Leasehold homes will not be able to be sold by developers under the Help to Buy scheme unless ground rent on them is peppercorn or zero. Many developers are also applying the same lease terms to properties sold outside of Help to Buy.

In the future, Glover says there will also be caps on ground rent and set calculation rates to ensure the process is more transparent, fairer and cheaper and an online calculator will be introduced to make it easier.

A Commonhold Council, which is expected to be a partnership initiative made up of leasehold groups, representatives from the industry and the government, will be set up to ensure the changes run smoothly.

“The advantages to the changes will be to make home ownership cheaper, less bureaucratic and fairer by stopping freeholders increasing ground rent with no benefit to the leaseholders,” Glover explained. 

“Leaseholders will also be able to buy a freehold more cheaply.

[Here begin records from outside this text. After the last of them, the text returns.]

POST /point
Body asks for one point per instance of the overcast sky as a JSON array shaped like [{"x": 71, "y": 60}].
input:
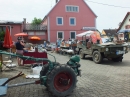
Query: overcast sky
[{"x": 108, "y": 16}]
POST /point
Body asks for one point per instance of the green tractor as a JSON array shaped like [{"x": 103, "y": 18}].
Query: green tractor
[
  {"x": 110, "y": 49},
  {"x": 59, "y": 79}
]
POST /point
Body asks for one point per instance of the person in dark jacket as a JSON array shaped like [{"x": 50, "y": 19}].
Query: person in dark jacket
[{"x": 19, "y": 49}]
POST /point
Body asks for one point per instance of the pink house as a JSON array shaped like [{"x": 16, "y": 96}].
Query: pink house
[
  {"x": 68, "y": 18},
  {"x": 14, "y": 27}
]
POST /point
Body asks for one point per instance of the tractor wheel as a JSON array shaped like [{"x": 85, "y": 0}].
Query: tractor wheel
[
  {"x": 61, "y": 81},
  {"x": 82, "y": 55},
  {"x": 119, "y": 59},
  {"x": 44, "y": 70},
  {"x": 97, "y": 57}
]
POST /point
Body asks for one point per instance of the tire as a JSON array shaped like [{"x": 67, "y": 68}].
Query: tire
[
  {"x": 44, "y": 70},
  {"x": 119, "y": 59},
  {"x": 61, "y": 81},
  {"x": 82, "y": 56},
  {"x": 97, "y": 57}
]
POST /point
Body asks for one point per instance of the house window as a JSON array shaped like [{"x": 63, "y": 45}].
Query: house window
[
  {"x": 39, "y": 33},
  {"x": 59, "y": 20},
  {"x": 72, "y": 21},
  {"x": 60, "y": 34},
  {"x": 71, "y": 8},
  {"x": 30, "y": 33},
  {"x": 72, "y": 34}
]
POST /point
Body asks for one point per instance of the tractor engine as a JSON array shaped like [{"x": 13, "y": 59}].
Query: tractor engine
[{"x": 74, "y": 63}]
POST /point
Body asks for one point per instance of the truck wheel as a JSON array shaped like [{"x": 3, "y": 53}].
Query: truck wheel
[
  {"x": 61, "y": 81},
  {"x": 119, "y": 59},
  {"x": 82, "y": 56},
  {"x": 97, "y": 57}
]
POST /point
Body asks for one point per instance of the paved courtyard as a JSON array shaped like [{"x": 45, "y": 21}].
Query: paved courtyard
[{"x": 109, "y": 79}]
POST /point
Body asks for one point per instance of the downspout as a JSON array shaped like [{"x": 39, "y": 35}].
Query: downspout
[{"x": 48, "y": 28}]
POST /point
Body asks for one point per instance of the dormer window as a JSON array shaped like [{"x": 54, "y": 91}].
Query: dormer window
[{"x": 71, "y": 8}]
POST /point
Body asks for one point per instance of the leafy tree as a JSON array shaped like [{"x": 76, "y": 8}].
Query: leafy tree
[{"x": 36, "y": 21}]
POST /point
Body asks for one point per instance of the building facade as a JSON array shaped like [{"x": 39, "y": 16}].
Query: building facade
[{"x": 68, "y": 18}]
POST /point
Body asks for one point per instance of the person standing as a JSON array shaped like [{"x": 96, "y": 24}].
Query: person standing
[
  {"x": 19, "y": 49},
  {"x": 58, "y": 42}
]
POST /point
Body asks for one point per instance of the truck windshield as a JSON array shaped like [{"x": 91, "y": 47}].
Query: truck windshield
[{"x": 106, "y": 40}]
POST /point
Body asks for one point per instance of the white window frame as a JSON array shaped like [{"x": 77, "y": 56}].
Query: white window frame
[
  {"x": 70, "y": 21},
  {"x": 32, "y": 33},
  {"x": 72, "y": 7},
  {"x": 57, "y": 20},
  {"x": 62, "y": 34},
  {"x": 70, "y": 34}
]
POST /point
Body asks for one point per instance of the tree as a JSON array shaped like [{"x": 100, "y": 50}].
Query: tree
[{"x": 36, "y": 21}]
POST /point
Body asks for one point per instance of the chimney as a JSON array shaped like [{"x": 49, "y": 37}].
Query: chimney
[{"x": 56, "y": 1}]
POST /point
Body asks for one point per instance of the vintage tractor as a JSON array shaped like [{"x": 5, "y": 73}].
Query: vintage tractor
[{"x": 60, "y": 79}]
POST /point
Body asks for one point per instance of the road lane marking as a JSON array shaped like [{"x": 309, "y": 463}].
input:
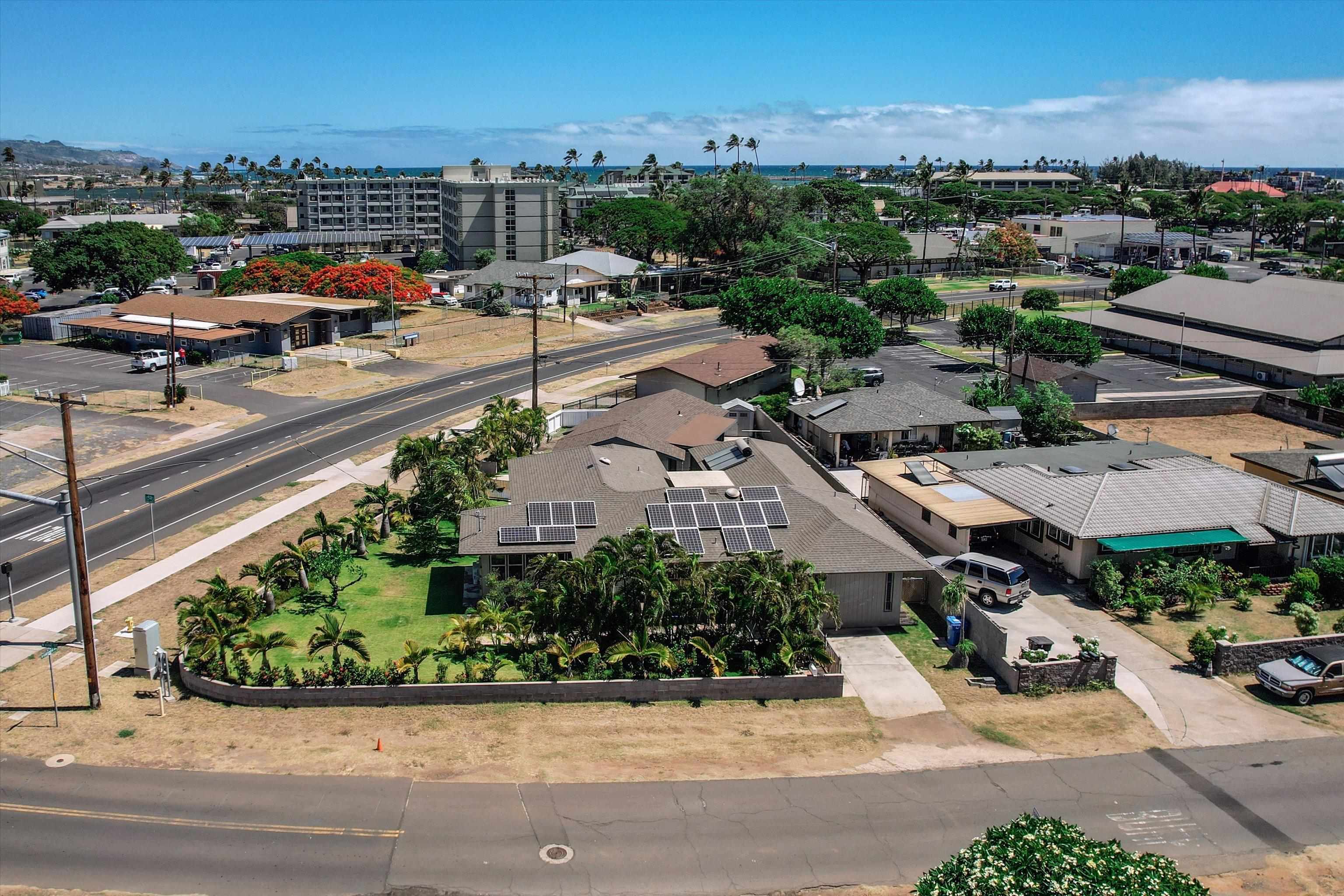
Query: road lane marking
[{"x": 202, "y": 822}]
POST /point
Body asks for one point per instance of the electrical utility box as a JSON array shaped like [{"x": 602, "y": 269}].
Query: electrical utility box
[{"x": 147, "y": 643}]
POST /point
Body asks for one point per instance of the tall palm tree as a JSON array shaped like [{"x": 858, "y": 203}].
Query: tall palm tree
[
  {"x": 332, "y": 634},
  {"x": 259, "y": 644},
  {"x": 322, "y": 528},
  {"x": 714, "y": 148}
]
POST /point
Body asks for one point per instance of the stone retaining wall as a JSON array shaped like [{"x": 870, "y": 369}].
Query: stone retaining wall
[
  {"x": 1234, "y": 659},
  {"x": 616, "y": 691}
]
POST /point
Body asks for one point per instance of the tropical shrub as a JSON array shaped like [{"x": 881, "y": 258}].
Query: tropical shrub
[{"x": 1035, "y": 856}]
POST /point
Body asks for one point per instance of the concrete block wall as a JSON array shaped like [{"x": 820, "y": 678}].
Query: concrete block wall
[
  {"x": 616, "y": 691},
  {"x": 1236, "y": 659}
]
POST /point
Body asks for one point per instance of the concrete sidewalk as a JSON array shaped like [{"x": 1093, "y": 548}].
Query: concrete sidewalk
[{"x": 888, "y": 683}]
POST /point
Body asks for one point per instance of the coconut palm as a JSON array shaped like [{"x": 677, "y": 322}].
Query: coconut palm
[
  {"x": 414, "y": 656},
  {"x": 322, "y": 528},
  {"x": 259, "y": 644},
  {"x": 332, "y": 634},
  {"x": 268, "y": 573}
]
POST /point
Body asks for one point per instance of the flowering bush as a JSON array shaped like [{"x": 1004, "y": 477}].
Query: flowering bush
[
  {"x": 1046, "y": 856},
  {"x": 368, "y": 280}
]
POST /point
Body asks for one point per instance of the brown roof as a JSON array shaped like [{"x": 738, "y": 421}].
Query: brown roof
[
  {"x": 722, "y": 364},
  {"x": 155, "y": 329}
]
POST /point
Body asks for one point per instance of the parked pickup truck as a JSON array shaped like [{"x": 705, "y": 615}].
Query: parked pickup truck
[{"x": 1318, "y": 672}]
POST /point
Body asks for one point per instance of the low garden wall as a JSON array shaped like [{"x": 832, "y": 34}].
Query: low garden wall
[
  {"x": 1234, "y": 659},
  {"x": 615, "y": 691}
]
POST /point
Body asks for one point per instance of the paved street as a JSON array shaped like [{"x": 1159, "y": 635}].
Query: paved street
[
  {"x": 159, "y": 831},
  {"x": 214, "y": 476}
]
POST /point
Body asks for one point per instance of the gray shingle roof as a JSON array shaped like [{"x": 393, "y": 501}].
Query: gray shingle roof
[
  {"x": 1182, "y": 499},
  {"x": 898, "y": 406}
]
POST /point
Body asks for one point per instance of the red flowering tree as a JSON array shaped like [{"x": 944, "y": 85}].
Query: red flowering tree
[
  {"x": 14, "y": 305},
  {"x": 369, "y": 280}
]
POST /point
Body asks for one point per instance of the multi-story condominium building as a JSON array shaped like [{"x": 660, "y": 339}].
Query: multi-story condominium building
[{"x": 406, "y": 211}]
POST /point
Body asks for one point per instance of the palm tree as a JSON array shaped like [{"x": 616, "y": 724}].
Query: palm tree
[
  {"x": 567, "y": 654},
  {"x": 414, "y": 656},
  {"x": 714, "y": 148},
  {"x": 268, "y": 574},
  {"x": 259, "y": 644},
  {"x": 715, "y": 653},
  {"x": 322, "y": 528},
  {"x": 332, "y": 634}
]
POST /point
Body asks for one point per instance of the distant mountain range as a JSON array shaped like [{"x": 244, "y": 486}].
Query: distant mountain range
[{"x": 57, "y": 154}]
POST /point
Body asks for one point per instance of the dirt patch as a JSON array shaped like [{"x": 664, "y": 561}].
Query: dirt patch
[{"x": 1215, "y": 437}]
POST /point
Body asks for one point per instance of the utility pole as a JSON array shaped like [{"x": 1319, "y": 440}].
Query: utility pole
[
  {"x": 537, "y": 309},
  {"x": 85, "y": 609}
]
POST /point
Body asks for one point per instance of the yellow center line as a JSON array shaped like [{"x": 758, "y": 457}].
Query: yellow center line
[{"x": 201, "y": 822}]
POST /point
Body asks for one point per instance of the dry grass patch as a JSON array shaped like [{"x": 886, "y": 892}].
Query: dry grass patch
[{"x": 1215, "y": 437}]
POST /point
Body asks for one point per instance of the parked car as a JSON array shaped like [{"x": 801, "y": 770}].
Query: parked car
[
  {"x": 1318, "y": 672},
  {"x": 872, "y": 375},
  {"x": 150, "y": 360},
  {"x": 990, "y": 581}
]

Some freeholders over time have been able to abuse the system so the changes will offer home buyers more security.”

He added: “If changes are made in the future to include all residential properties, rather than just new builds, it will make more homes with shorter leases much more of an attractive buy as opposed to being a barrier to an attractive sale.”

Consero insists it will not be charging ground rent at any of its developments including Woking development Britannia Wharf, which comprises 52 canal-side apartments, and Heathbourne Village, a residential development of 41 homes in Bushey Heath set within a gated private estate. Every buyer will be offered an equal share of the freehold.